A hormone (GA) biosynthesis gene-knockout mutant showing acute dwarf phenotype.

Rice Functional Genomics Project

The Plant Industry Rice Functional Genomics Project was initiated in 1998 and scaled down in 2006, but the results achieved are still of interest to the scientific community. Here, researchers can find out more details about the project and access the results obtained.

• 22 December 2009 | Updated 21 February 2013

Project details

• Background
• Status
• Achievements

Background

A major challenge in the post genomic era is to identify the function of each of the predicted 50 000 plant genes.

For this, a multi-pronged approach is required, using studies on structural similarities, expression profiles (microarrays and DNA chips), and mutant phenotype.
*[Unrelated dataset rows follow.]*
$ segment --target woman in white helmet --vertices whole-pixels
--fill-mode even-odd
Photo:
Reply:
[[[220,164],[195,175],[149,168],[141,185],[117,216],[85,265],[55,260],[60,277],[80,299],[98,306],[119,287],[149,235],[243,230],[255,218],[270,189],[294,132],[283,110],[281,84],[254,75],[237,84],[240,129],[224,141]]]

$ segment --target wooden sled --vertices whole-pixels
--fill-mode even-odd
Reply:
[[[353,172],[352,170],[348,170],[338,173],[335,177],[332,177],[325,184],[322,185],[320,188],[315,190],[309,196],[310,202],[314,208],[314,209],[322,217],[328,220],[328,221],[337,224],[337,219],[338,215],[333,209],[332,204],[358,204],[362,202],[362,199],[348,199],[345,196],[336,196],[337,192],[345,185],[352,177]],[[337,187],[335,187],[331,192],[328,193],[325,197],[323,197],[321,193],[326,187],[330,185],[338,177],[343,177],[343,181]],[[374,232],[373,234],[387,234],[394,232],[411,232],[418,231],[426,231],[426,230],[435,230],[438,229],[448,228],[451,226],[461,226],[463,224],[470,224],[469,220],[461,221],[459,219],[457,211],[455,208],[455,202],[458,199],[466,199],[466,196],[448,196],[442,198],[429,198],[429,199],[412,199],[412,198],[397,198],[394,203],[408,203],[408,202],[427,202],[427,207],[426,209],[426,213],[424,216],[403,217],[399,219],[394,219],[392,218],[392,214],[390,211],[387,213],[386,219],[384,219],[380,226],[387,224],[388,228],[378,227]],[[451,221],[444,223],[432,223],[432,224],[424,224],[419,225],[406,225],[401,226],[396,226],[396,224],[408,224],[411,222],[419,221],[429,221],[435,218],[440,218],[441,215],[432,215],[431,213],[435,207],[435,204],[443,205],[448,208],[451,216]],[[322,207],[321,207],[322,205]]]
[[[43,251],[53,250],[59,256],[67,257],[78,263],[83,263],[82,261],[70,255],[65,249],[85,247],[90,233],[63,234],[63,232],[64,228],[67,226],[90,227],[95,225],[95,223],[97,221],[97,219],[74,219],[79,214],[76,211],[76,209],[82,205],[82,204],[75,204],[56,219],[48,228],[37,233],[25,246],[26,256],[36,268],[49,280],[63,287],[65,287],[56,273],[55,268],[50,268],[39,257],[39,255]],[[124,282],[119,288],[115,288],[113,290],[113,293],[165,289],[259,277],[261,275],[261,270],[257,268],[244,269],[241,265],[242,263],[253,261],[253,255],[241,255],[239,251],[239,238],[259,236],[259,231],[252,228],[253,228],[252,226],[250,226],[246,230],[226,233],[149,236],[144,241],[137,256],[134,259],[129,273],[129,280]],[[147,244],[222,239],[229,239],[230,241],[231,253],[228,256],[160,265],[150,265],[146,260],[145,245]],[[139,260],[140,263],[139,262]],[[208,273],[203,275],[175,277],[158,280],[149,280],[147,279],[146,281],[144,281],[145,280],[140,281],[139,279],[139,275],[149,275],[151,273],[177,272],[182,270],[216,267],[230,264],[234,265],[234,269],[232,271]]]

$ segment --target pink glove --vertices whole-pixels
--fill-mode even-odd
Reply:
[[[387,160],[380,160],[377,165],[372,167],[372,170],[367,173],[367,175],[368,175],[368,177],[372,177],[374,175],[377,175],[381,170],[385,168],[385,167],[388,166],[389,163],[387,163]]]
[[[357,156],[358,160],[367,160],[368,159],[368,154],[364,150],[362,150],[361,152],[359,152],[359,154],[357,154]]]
Mutants offer one way to relate a gene to its function. T-DNA, transposable elements and retrotransposons can be effectively used to produce insertional knockout mutants. Researchers are using the two component Ac/Ds transposon gene or enhancer trap system (initially delivered through T-DNA) to generate libraries of T-DNA and/or transposon insertion mutants (knockout populations) in rice.

Rice is used as a model cereal because of its small genome, ease of transformation and because it is the focus of international genome studies.

Genes can be identified using insertional mutants in rice. This approach can also uncover regions of the genome controlling or enhancing the expression of classes of genes or determining developmental processes, which affect productivity and quality.

The discoveries achieved in rice will allow scientist to define targets that can be studied further in major crops (such as wheat) because of the existence of synteny among cereals.  

Status

The Plant Industry Rice Functional Genomics project was initiated in 1998 as one of the components of a special CSIRO research initiative Genomics and Gene Discovery for Australia.

This project was also a component of  Genomics program (1999-2002) of GrainGene (a joint venture between AWB Ltd, CSIRO and the Grains Research and Development Corporation).

Rural Industries Research and Development Corporation (RIRDC), 2001-04, and the New South Wales Agricultural Genomics Centre (2001-06) have funded this project.

This project activity has been scaled down since July 2006. However, this website is being maintained as an access point for information about our gene constructs, mutant lines and other resources.

Achievements

Researchers have shown that Ac/Ds based gene and enhancer trap systems are suitable for generating insertion mutants in rice. The systems involved the following steps:

1. production of immobile Ac (iAc) and Ds (enhancer or gene trap) transgenic lines by Agrobacterium-mediated transformation
2. genetic crossing to produce mutagenic populations containing both iAc and Ds
3. screening of plants from subsequent generations for stable (devoid of iAc) Ds insertions in new genomic locations and for any phenotypes associated with these insertions.
4. cloning and sequencing of regions flanking the Ds element, to create a database of flanking sequences that represent disrupted genes which are BLAST searchable. 

Scientists have also explored the possibility of inducing transposition in callus cultures of proven Ds lines with an excision marker. This is achievable by transiently expressing transposase (TET) after co-cultivation with Agrobacterium harbouring an iAc construct containing gfp as a visual reporter gene. Then, GFP- Ds+ regenerants are selected and tested for Ds excision. It was shown that this transiently expressed transposase could induce Ds transposition.

New generation Gene trapping constructs have been developed for TET system. T-DNA/Ds launch pads mapping to different chromomosomal regions have also been produced which should facilitate chromosomal region-directed insertional mutagenesis.

To manage data generated in this project, scientists developed RGMIMS (Rice Gene Machine Information Management System). RGMIMS automates and integrates multi-step experimental processes using a Web user interface. Built in barcoding utilities, the system enables rapid data capture and tracking of biological resources. 

Ontologies from Gramene and Plant Ontology consortium have been used to describe mutant phenotypes. RGMIMS supports generic research processes in plant mutagenesis and could readily be adapted to general high throughput plant research.

CSIRO’s efforts in hosting an international workshop Towards Building a Global Rice Gene Machine in 2002 have led to the formation of the International Rice Functional Genomics Consortium [external link].

CSIRO is one among 18 institutions (from 10 countries and two international agricultural research centres) represented on the Interim Steering Committee. The mandate of the IRFGC is to coordinate international rice functional genomics research and to build common strategies.

CSIRO is contributing to this global initiative by fostering international collaboration and providing insertion mutants and gene tagging constructs to the scientific community.